Jin et al. [3] present briefly the concept of Big Data combined with its features and challenges. They put forward a few necessary conditions for the success of a Big Data project. Since Big Data consists of a large amount of information, it is necessary to identify the specific requirements regardless of its nature. Also it is said that the kernel data/structure is to be explored efficiently. The most important point noted by them is the application of a top-down approach to handle Big Data. This allows the isolated solutions to be put together to come to a complete solution. They also support the conclusion of a project by integrating the solution.

Gandomi and Haider [4] present the various analytics methods used for Big Data. Since a majority of the available Big Data is unstructured, their focus on this dataset provides a wider understanding on the applications on Big Data. They have stressed the importance of real-time analytics which are bound to become the major field of research in the future. This is highly due to the growth of social networking and mobile apps. They have identified that predictive analysis has been dominating all fields of analytics and present the case for new methods to address the differences of Big Data.

Jagadish [5] has diffused the various abnormalities of Big Data by analyzing a few common myths associated with Big Data and exposing the underlying truth behind them. The most important myth which is busted is that data reuse is low hanging fruit. He further goes on to specify that the reuse of data is critical to handle and promises great future.

Singh and Reddy [6] presented an in-depth analysis of different platforms available for performing Big Data analytics. They provide a detailed analysis on the various advantages and disadvantages possessed by the data processing platforms. This aids researchers in identifying the right platform based on the available Big Data and computational requirements.
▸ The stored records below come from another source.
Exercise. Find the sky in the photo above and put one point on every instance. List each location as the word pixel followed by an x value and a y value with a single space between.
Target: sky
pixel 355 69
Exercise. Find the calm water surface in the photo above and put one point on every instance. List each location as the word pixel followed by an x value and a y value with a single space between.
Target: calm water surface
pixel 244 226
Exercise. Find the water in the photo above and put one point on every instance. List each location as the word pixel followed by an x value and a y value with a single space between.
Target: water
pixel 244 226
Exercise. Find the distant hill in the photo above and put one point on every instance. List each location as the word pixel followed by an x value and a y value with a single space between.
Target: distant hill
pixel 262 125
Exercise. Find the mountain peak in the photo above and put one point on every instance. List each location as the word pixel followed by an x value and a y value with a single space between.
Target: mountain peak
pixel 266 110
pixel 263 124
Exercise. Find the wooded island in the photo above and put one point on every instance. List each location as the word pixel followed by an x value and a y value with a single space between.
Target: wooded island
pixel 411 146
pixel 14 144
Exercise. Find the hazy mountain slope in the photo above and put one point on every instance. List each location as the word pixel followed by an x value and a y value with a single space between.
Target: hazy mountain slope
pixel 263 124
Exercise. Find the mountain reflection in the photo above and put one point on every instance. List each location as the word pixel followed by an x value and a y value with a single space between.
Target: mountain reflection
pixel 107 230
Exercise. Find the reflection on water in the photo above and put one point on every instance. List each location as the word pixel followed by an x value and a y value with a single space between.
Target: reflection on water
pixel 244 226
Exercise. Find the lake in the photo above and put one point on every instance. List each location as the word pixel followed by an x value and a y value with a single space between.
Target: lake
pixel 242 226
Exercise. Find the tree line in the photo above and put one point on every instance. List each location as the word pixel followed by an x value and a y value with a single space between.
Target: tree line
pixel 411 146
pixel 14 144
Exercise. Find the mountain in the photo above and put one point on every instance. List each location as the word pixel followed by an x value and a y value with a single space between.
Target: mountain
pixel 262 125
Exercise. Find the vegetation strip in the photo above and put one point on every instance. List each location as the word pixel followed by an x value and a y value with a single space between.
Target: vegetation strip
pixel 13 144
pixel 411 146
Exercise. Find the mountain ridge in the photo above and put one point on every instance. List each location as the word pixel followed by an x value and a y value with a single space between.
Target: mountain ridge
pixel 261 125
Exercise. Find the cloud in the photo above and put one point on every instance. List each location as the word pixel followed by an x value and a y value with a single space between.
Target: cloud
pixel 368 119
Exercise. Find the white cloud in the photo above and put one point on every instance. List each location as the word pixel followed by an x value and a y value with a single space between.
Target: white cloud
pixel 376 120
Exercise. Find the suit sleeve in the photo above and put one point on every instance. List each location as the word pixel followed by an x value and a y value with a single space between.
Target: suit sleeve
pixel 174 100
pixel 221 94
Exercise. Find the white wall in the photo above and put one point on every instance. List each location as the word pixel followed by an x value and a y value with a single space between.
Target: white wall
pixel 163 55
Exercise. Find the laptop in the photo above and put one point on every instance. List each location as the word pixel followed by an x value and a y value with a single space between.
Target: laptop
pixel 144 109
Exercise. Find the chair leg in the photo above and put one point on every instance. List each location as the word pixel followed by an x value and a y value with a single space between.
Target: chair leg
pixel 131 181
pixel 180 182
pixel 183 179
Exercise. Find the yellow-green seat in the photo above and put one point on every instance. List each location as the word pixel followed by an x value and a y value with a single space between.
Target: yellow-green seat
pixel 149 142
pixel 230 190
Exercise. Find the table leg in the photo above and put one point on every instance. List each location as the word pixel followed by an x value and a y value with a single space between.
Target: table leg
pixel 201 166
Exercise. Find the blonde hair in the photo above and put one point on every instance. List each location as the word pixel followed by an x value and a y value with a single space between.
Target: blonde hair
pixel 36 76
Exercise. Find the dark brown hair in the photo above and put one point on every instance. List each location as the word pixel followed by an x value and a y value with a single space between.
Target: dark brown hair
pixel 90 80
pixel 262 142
Najafabadi et al. [7] explore the important problems in Big Data analytics and how deep learning can be employed for addressing these issues. They further provide information as to why deep learning has an advantage over conventional machine learning algorithms. They specify how deep learning can be used to automatically extract complex data interpretations from large volumes of unstructured data.

Web mining refers to the branch of data mining that works with the analysis of World Wide Web and is found to originate from data mining, World Wide Web, and Internet Technology. Lately though, Semantic Web has made a drastic impact on the concept of web mining [8]. Berendt et al. proposed the idea of Semantic Web which aims at not just accessing the information but also putting forward its usage. This gives rise to the need for Web Crawling and identifying the areas and their specific requirements.

Web mining also is further classified into Web Content Mining [9], Web Structure Mining [10], and Web Usage Mining [11].

David et al. [10] proposed a method to structurally crawl the web. They identified that though the amount of data crawled is tremendous, there exists no reason for the crawled data to be disorderly. They focused on analyzing the behavior of the user using a mathematical technique and later identified the themes of hyperlinked communities based on the above findings. This method facilitated the way of specific Web Crawling based on the user’s conduct.

Kosala and Blockeel [11] further simplified the concept of web mining by classifying it into categories, thus making it easier to identify the field of Web Crawling for future works. However they had left the concept of information integration hanging by a thread. This serves an important purpose in recent times as integrated information is more effective than unprocessed data.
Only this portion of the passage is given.